Pretty self-explanatory, I think, but – sleep.

Writers are notorious for sacrificing sleep for work, and although, having been in the situation once or twice, I recognize the occasional need for late nights, I also recognize the extreme need to keep them occasional.

Otherwise, you risk producing crap, which can mean anything from having to dig around and find extra time for editing to losing a client.

How about YOU? Are these things you already make time for, or are aware of, each day? Are there things you’d add to the list, or even take away?

* I swear, I didn’t know how to spell that word until just now.


{ 4 comments… read them below or add one }

Michael Hoppal November 3, 2011 at 7:40 pm

I think that last one is perhaps the hardest… I tend to have a “I’ll do it later” mentality when it comes to sleep – especially when I’m starting a new project. Indeed, that’s one way to guarantee I take myself out of commission for a few days once the productive-bug stops biting me.

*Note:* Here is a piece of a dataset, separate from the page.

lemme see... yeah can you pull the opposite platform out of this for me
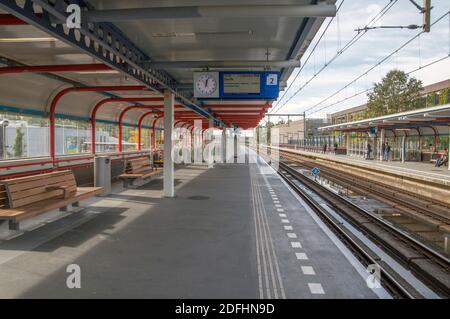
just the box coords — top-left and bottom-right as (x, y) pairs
(277, 146), (450, 187)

Alicia November 4, 2011 at 11:41 am

@ Michael – HA! I used to have the same mentality. I’d be lying if I said I didn’t miss it sometimes. It’s amazing how much you can get finished when everyone else is in bed, hmm? 🙂

Becky Tumidolsky January 27, 2014 at 3:51 pm

This is terrific advice. One thing I almost never do is write for myself. There’s a book in my head (well, outlined on paper), but between freelance work, family, networking and self-promotion, household administration, and volunteer commitments, I’m maxed out.

Alicia Sparks January 27, 2014 at 4:12 pm

I completely understand being maxed out — great way to put it. Some people would suggest getting up a little earlier or going to bed just a little later, but I’m wondering if it’s absolutely impossible to write for yourself every day, a writer could do it every other day, or even just once or twice a week. Maybe even schedule a time to go somewhere else, away from all the distractions of home (the park, coffee shop, etc.) and just write.

Thanks so much for sharing Becky. I know I share your frustrations, and I’m sure so many other freelancers do, too.